# How do you factor 8y^3 - 27?

May 17, 2015

$8 {y}^{3} - 27 = {\left(2 y\right)}^{3} - {3}^{3}$

$= \left(2 y - 3\right) \left({\left(2 y\right)}^{2} + 3 \left(2 y\right) + {3}^{2}\right)$

$= \left(2 y - 3\right) \left(4 {y}^{2} + 6 y + 9\right)$

based on the difference of cubes identity:

${m}^{3} - {n}^{3} = \left(m - n\right) \left({m}^{2} + m n + {n}^{2}\right)$,
with $m = 2 y$ and $n = 3$.

Note that $\left(4 {y}^{2} + 6 y + 9\right)$ has no simpler factors with real coefficients.
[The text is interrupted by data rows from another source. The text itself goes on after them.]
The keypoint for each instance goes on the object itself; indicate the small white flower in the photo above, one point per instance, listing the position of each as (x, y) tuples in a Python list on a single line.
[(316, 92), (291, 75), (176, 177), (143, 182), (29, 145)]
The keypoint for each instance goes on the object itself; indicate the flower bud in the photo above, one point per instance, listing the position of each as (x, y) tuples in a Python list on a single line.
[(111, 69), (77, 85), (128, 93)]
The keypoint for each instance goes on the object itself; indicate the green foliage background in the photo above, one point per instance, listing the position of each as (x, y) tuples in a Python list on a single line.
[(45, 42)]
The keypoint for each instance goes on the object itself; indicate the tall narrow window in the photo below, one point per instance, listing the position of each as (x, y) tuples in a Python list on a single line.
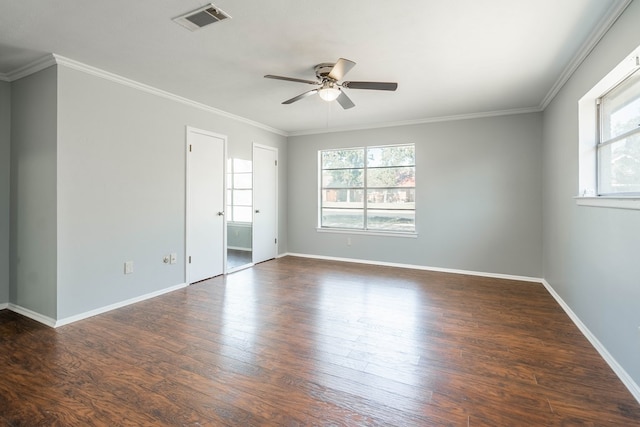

To check this, note that it is of the form $a {y}^{2} + b y + c$ with $a = 4$, $b = 6$ and $c = 9$, which has discriminant given by the formula:

$\Delta = {b}^{2} - 4 a c$
$= {6}^{2} - \left(4 \times 4 \times 9\right) = 36 - 144 = - 108 < 0$

Just as a potential point of interest, if you were allowed complex coefficients, this would factor as:

$\left(4 {y}^{2} + 6 y + 9\right) = \left(2 y - 3 \omega\right) \left(2 y - 3 {\omega}^{2}\right)$

where $\omega = - \frac{1}{2} + \frac{\sqrt{3}}{2} i$ is known as the primitive cube root of unity.